Two of the major obstacles to completing the budget revolve around education - paying for teacher assistants and driver’s education.
Senate Republicans proposed phasing out funding for thousands of teacher assistant jobs, in exchange for hiring more teachers. The House wanted to keep paying for teacher assistants. The Senate had wanted to end state funding for driver’s education, while the House wanted to continue subsidizing it.
While teacher assistant jobs are frequently on the line in state budget negotiations, the lack of an agreement has left those school workers unsure of their fate for longer than usual. Some school districts, including Wake, suspended their driver’s education programs when state funding ran out.
Senate budget writers offered as part of the negotiations to pay for the assistants, but they want to prevent school districts from spending that money on other things as they have in the past.
Moore said driver’s education “is still being negotiated.”
Rep. Chuck McGrady, a budget writer from Hendersonville, said Monday budget writers have agreed to funding for teacher assistants, but that work still needed to be done on related special provision. The state budget includes both appropriations and directions on how money is to be spent.
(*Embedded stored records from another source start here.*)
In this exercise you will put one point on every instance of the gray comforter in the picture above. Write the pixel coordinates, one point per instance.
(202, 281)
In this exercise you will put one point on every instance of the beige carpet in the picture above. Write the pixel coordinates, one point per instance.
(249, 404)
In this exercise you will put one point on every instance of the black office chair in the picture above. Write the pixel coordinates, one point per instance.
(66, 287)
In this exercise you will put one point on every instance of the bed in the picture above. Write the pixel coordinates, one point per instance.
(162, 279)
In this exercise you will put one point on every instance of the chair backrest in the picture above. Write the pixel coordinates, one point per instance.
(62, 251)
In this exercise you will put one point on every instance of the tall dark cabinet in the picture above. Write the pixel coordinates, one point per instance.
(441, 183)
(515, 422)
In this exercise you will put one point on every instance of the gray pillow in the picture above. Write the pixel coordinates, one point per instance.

“I’m expecting there will be sufficient money in the budget to make sure no teacher assistants are laid off by the General Assembly,” McGrady said.
Sen. Brent Jackson, a budget writer from Autryville, said it remained the Senate’s intention to provide money for teacher assistants, but to restrict its use to only those employees.
Jackson said 95 percent of the money items have been negotiated, but legislators had not yet worked through the budget provisions.
The big items and harder problems are left for Berger and Moore to resolve, and the chamber leaders said they were being handed issues to work on, though they declined to provide details.
“I’d like to be more specific, but it’s probably best for me not to be,” Berger said.